In the vast majority of jurisdictions in the United States, a business may protect its confidential information and customer goodwill by conditioning employment on an employee’s acceptance of a covenant not to compete. These covenants are beneficial to the marketplace because they allow employers to provide employees with necessary skills, knowledge, and proprietary information without any fear of misappropriation. Accordingly, noncompete agreements are upheld by courts so long as they pass a fact-specific “reasonableness” test.

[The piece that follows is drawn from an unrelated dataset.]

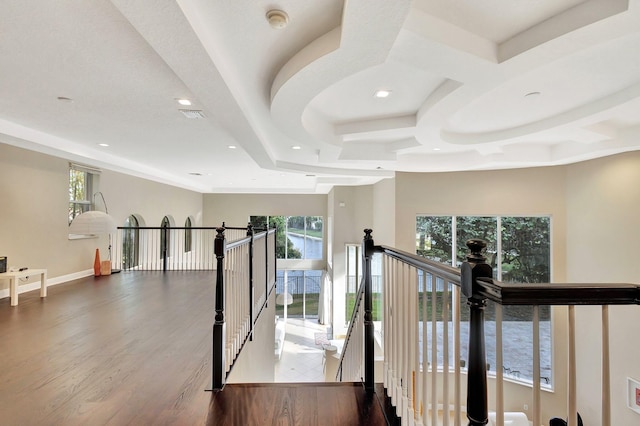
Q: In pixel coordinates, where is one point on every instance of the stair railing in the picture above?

Notwithstanding the widespread acceptance of reasonable noncompete agreements for all other professionals—including doctors and corporate executives—forty-eight states, following the American Bar Association’s lead, prohibit all noncompete agreements among lawyers. This prohibition is purportedly designed to protect both an attorney’s professional autonomy and a client’s right to choose his counsel. Despite legal commentators’ criticism of the prohibition, several state bar associations have recently extended it beyond the traditional law-firm context to agreements between companies and their in-house counsel. This expansion has transformed a questionable policy of professional self-regulation into an unjustifiable infringement on the legitimate interests of corporate employers. In addition to providing an analysis of the history and ethical norms that justify rejection of the ban’s application to in-house counsel, this Note argues that bar committees that issue opinions supporting the ban’s extension may be susceptible to antitrust liability under the Supreme Court’s new Dental Board standard pertaining to state-action immunity.